だが、もし十分に深い理由があれば、すべては変わる。
もし自分を駆り立てる原動力となる「なぜ」を掘り下げれば、かつてないほど速く前進することができるだろう。
あなたの深い理由はなんだろうか? それはまだ自分でもわからないかもしれないが、あなたはそれを見つける必要がある。
「7段階の深い理由」
「なぜ」を追求し、深い理由を見つけるための最適なエクササイズが「7段階の深い理由」だ。
これを私に教えてくれたのは、私がセミナーの受講者の利便性を図るために雇ったジョー・スタンプという優秀なコンサルタントだった。打ち合わせの席で、ジョーは私に尋ねた。
「私をここに呼んだ理由を教えてください」
私が「人の役に立ちたいから」と答えると、ジョーはそれに対して「なぜ人の役に立ちたいのか?」と質問した。それを4回繰り返した後、ジョーは言った。
「『なぜ私をここに呼んだのか?』という問いに、あなたは『人の役に立ちたいから』と答えました。次に『なぜ人の役に立ちたいのか?』という問いに、あなたは『人の役に立つのは気分がいいから』と答えました。そこで私が『なぜ人の役に立つのは気分がいいのか?』と尋ねると、あなたは『人の役に立てば事業を発展させることができるから』と答えました。 そこで私が『なぜ事業を発展させることが重要なのか?』と尋ねると、あなたは『家族が誇りに思えるレガシーを残したいから』と答えました。どの答えも素晴らしいと思います」
そのとき私が気づいていなかったのは、どの答えも真実なのだが、頭のなかで考えたものだということだ。どれもよく考え抜かれた答えなのだが、本当の理由に近づいていなかった。
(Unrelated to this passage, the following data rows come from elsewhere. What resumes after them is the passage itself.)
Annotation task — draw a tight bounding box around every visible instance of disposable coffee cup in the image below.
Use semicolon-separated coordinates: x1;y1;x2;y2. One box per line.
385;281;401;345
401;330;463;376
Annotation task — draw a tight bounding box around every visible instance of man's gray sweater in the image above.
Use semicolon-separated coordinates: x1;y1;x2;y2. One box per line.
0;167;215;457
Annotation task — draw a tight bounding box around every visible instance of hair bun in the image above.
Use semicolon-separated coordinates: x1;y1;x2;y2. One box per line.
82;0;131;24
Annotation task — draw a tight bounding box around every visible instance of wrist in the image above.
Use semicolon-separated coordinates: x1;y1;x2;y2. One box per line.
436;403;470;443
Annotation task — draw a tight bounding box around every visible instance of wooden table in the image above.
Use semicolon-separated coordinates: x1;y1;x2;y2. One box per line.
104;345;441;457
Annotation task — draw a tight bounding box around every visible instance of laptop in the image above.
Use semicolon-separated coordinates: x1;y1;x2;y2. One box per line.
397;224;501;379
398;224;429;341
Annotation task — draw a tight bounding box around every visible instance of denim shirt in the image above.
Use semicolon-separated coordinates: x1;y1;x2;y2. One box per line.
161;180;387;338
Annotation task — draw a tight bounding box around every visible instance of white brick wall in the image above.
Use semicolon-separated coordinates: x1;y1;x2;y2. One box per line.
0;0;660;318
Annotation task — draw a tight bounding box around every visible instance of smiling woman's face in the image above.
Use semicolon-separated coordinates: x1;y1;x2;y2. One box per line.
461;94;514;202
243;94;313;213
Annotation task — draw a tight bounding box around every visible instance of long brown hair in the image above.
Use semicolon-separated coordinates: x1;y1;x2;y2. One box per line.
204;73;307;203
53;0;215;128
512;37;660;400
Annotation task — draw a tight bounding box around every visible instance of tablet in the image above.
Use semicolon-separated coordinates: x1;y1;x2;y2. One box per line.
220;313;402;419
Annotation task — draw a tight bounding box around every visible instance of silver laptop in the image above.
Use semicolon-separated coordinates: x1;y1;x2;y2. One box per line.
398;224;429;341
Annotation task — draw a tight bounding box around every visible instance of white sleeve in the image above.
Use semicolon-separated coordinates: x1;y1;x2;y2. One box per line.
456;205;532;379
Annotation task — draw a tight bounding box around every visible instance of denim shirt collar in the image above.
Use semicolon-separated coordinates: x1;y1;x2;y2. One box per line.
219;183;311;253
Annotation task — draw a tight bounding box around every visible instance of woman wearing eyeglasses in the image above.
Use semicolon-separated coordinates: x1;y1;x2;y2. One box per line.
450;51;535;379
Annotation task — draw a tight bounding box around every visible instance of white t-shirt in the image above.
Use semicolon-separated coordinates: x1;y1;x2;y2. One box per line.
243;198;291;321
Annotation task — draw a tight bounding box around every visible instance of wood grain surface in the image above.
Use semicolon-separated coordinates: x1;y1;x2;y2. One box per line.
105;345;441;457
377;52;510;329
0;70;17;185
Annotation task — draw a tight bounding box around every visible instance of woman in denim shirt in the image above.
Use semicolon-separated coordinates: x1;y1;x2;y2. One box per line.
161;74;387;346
ジョーが「なぜ家族が誇りに思えるレガシーを残すことが重要なのか?」と質問したとき、私は自分の口から出てきた言葉に強い衝撃を受けた。とっさに「昔の生活に戻りたくないから」と答え、とてもせつない気持ちになったのだ。
振り返ってみると、「なぜ?」と何度も繰り返していると、途中で「頭のなかで考える答え」から「心のなかで感じる答え」に切り替わることに気づいた。私は自分の心の声を感じ取り、涙が出てくるのを必死で止めようとした。すると、ジョーは「なぜ昔の生活に戻りたくないのですか?」と尋ねた。